これだから中途半端な田舎は価値観が古いんだから~。と、内心舌打ちするぐらいは許されるだろう。許してほしい。頼子は笑顔で願った。
結婚は人生の墓場だぞ~。だって結婚して子ども産まなきゃみんなが抱えている悩みなんて一生知る必要もないわけだし、誰にも自分のペースを邪魔されないわけだし。

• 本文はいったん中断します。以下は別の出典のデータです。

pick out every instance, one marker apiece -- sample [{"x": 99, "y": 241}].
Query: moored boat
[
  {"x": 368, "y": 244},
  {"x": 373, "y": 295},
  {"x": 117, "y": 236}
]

そりゃまあ、それも幸せの形だよ、って言われたら、そうだよねって同意はできる。
だって、羨ましいって気持ちはあるもん。
でも、いないんだよね。結婚してくれるような相手。
別に頼子だって結婚なんかするか! って思ってない。
相手がいれば――酒好き女でもいいよと言ってくれる社会人なら誰だっていい。いや、誰だってよくないけど――できるならしたい、今から婚姻届け出しに行くようなスピード結婚でも構わない。
だけど、してくれる人がいないんだよ!
心の中で言い訳めいたことを独白していたら、突然正面に座っていた友人が口を開いて強烈な一撃を放った。
「頼ちゃんてさ、なんで結婚しないの?」
「え」
固まった。
な ん で 結 婚 し な い の ?
(え)
「えぇ?……いやあ、何でだろねえ。みんなは子育て頑張っててすごいなぁ」
何も考えられなかったが、適当な回答が勝手に口をついて出ていた。
そうやって頼子は頑張った。頑張って笑った。
(なんでって言われてもな)
ぼんやりと考える。
逆に「何で結婚できると思った!?」と聞いてやりたい衝動に一瞬かられたが、そんなことをしてもきっと頼子の欲しい答えは出ない。
その問いかけの衝動は激しく、頼子は心あらず状態のまま、笑顔の仮面を貼り付けてその場をやり過ごし。
そうやって大事な友人の一生に一度の晴れ舞台は終わった。
ファーストバイトもフォトサービスも全然記憶に残らなかった。